Besides, she said she was aware of the twin babies in her womb by the ultra sonogram report, but after delivery she found them to be conjoined twins.

She has another two kids, Sajal, 12, and Disha Rani, 8, she added.

Experts say, when an embryo begins to split into identical twins but stops midway leaving the partially separated egg to mature, it results in conjoined twins.

Family history, delayed pregnancy and having birth control pills for long time increase the risk of giving birth to such babies, they say.

In August 2008, Banya and Barsha were separated at Bangabandhu Shiekh Mujib Medical University (BSMMU) Hospital by a team of Prof Shafiqul Haque, chairman of the department of paediatrics. Though Barsha died within a very short time after the operation, Banya survived well.
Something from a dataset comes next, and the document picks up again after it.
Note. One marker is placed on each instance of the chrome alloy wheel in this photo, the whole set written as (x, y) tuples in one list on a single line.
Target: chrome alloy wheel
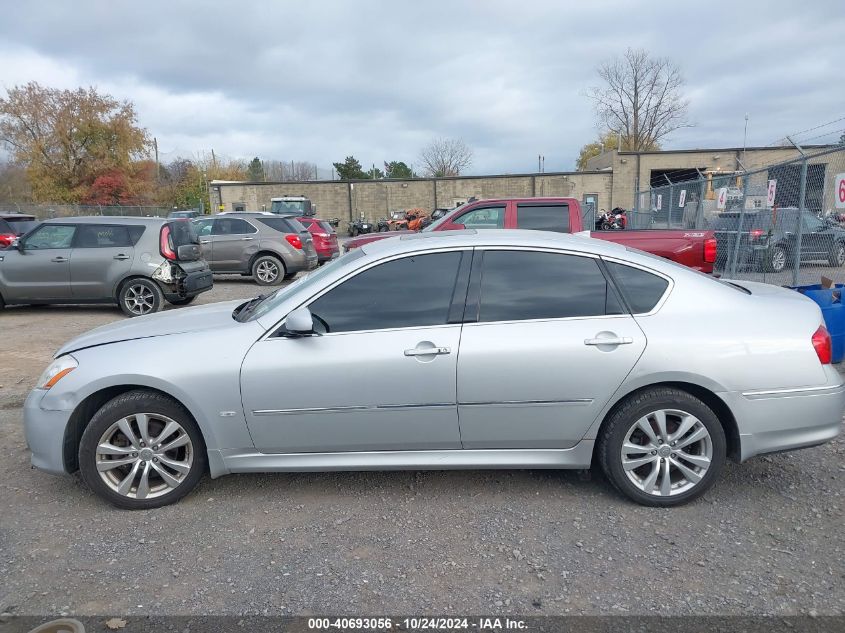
[(139, 299), (667, 452), (145, 455), (267, 271)]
Earlier, Ruhul Amin, associate professor of paediatrics surgery of BSMMU, successfully separated another conjoined twins, Hasan and Hossain, at Islami Bank Hospital in 2003.

Survival of conjoined twins is very rare in Bangladesh. A total of three such twins were admitted to Dhaka Medical College Hospital in the last three and a half years, but none of them survived.

Statistics show that only a few hundred conjoined twins are born across the globe each year, which is about one in every 100,000 births.